[ True story ] Lamban Yang Welas Asih
Agus seorang anak yang memiliki kekurangan dibidang akademik, sejak kelas 1 SD Agus selalu mendapat rangking paling bontot alias rangking akhir. Setiap kenaikan kelas Kepala Sekolah SD – nya selalu mendatangi orang tua Agus yang seorang anggota Dewan Sekolah SD tersebut, untuk menyampaikan perkembangan Agus.
Orang tua Agus sangat sedih mengetahui keadaan anaknya tersebut dan memohon kepada Kepala Sekolah agar Agus diberi kesempatan untuk meneruskan sekolah di SD tersebut. Mereka selalu berkonsultasi dengan Guru – guru Agus mengenai kekurangan Agus tersebut. Bisa dibilang Agus termasuk anak yang lamban dalam menerima pelajaran, mungkin sebagian teman-temannya menyimpulkan Agus anak yang bodoh.
Ketika kelas 3 Agus duduk sebangku dengan Edi, mereka sangat cocok. Edi kerap curhat pada Agus mengenai kondisi keluarganya, kedua orang tuanya dan tentang SPP yang belum juga dibayar oleh kedua orang tuanya.
Satu ketika Edi menyampaikan kesedihannya saat menjelang pembagian raport sementara SPP yang telah menunggak beberapa bulan belum juga terbayar, total SPP yang harus dibayar sebesar Rp. 75.000,-
Tahukah anda apa yang dilakukan Agus untuk teman sebangkunya ? Agus ternyata telah mengumpulkan uang jajannya selama beberapa bulan sejak Edi bercerita tentang SPP-nya yang belum dibayar. Agus tidak pernah menggunakan uang jajannya untuk membeli minuman atau makanan di sekolah. Jumlah yang diperoleh sebesar Rp. 60.000,- sehingga Agus membutuhkan tambahan Rp. 15.000,-. Karena waktunya pembayaran tinggal beberapa hari lagi akhirnya Agus menceritakannya kepada orang tuanya.
Mengetahui tindakan yang telah dilakukan anaknya, orang tua Agus terperangah dan menitikkan air mata, tanda haru dan bangga. Tidak percaya apa yang telah dilakukan Agus atas empati yang dia berikan kepada teman sebangkunya. Anak seumur Agus sudah memiliki jiwa penyayang dan welas asih terhadap sesama. Tanpa pikir panjang orang tua Agus meluncur ke sekolah Agus dan membayar semua kekurangan SSP Edi hingga lunas.
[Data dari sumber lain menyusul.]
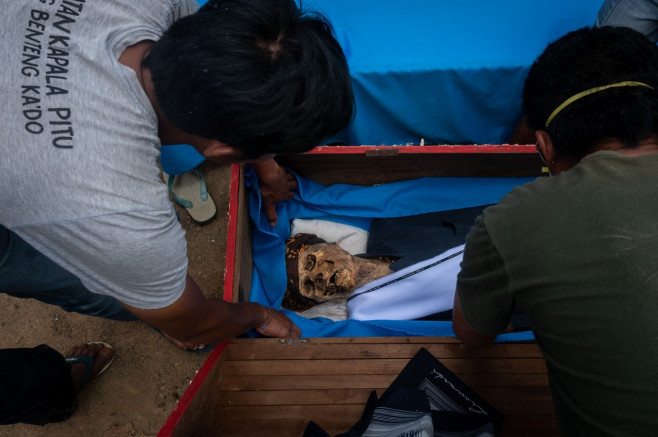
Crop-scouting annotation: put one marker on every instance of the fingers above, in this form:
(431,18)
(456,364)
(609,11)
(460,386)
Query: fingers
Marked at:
(270,213)
(280,326)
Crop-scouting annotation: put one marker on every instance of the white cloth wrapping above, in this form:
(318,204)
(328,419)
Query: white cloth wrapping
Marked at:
(420,290)
(352,239)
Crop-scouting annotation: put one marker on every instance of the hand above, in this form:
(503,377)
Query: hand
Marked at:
(275,184)
(278,325)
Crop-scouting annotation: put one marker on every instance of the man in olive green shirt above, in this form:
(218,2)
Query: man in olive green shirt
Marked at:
(578,252)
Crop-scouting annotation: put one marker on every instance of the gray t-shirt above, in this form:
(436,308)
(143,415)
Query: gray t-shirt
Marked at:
(577,253)
(80,151)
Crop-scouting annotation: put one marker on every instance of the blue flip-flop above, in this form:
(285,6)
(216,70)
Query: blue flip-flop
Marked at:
(89,364)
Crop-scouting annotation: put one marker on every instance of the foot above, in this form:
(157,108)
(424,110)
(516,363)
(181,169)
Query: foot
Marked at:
(101,356)
(183,346)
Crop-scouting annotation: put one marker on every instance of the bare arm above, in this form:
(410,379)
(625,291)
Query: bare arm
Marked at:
(197,320)
(464,331)
(275,185)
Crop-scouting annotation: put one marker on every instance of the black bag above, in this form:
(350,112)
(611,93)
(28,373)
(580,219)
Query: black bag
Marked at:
(425,388)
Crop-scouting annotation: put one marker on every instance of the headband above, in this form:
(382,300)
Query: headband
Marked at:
(580,95)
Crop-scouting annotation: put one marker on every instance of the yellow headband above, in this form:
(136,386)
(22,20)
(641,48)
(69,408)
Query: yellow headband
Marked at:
(572,99)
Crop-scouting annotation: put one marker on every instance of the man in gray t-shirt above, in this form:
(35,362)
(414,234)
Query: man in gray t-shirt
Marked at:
(91,92)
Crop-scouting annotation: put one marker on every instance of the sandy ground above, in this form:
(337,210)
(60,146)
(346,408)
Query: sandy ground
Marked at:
(137,394)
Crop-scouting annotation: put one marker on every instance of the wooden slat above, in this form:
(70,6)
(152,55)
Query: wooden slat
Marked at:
(525,426)
(351,412)
(271,387)
(375,382)
(357,396)
(328,367)
(377,350)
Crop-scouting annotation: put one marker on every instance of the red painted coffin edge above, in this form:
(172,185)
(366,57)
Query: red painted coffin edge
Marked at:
(231,236)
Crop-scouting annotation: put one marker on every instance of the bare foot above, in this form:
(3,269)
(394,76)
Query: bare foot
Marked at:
(181,345)
(101,354)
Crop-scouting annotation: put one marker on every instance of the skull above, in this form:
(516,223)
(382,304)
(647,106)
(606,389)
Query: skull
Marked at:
(326,272)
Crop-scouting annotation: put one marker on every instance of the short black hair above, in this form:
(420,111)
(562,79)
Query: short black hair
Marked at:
(585,59)
(259,75)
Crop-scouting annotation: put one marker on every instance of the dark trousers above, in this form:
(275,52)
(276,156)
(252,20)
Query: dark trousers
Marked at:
(35,386)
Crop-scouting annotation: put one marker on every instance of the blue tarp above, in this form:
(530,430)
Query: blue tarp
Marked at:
(448,71)
(357,205)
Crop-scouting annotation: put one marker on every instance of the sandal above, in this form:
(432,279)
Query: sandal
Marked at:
(88,361)
(190,191)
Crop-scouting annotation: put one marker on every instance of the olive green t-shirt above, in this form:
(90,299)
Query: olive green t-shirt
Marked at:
(578,253)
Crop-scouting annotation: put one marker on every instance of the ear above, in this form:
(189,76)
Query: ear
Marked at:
(220,152)
(545,144)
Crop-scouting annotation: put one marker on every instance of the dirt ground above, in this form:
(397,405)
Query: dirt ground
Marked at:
(137,394)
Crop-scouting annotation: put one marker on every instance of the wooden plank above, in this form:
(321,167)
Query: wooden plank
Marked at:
(326,367)
(535,426)
(352,412)
(357,396)
(313,382)
(309,351)
(376,168)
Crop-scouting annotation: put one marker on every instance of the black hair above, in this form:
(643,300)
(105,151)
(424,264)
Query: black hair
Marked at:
(259,75)
(585,59)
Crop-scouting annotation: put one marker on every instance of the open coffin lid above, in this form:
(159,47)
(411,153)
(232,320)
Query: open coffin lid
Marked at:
(257,385)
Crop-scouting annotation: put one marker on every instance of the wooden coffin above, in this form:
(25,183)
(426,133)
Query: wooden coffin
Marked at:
(272,387)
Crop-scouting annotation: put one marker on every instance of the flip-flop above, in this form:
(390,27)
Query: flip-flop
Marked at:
(89,364)
(189,190)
Sekarang Agus telah duduk di bangku SMP, prestasi akademiknya biasa-biasa saja namun Agus sudah mampu mereparasi kendaraan bermotor layaknya seorang montir handal. Ternyata kecerdasan akademik tidak selamanya membuat seseorang cerdas secara emosional, memiliki empati dan welas asih.
Maka jangan remehkan teman, rekan, sahabat, saudara atau sedih melihat anak kita yang terlihat lambat secara akademik, karena yakinlah sesungguhnya mereka memiliki kelebihan yang orang lain tidak akan pernah mampu melakukan.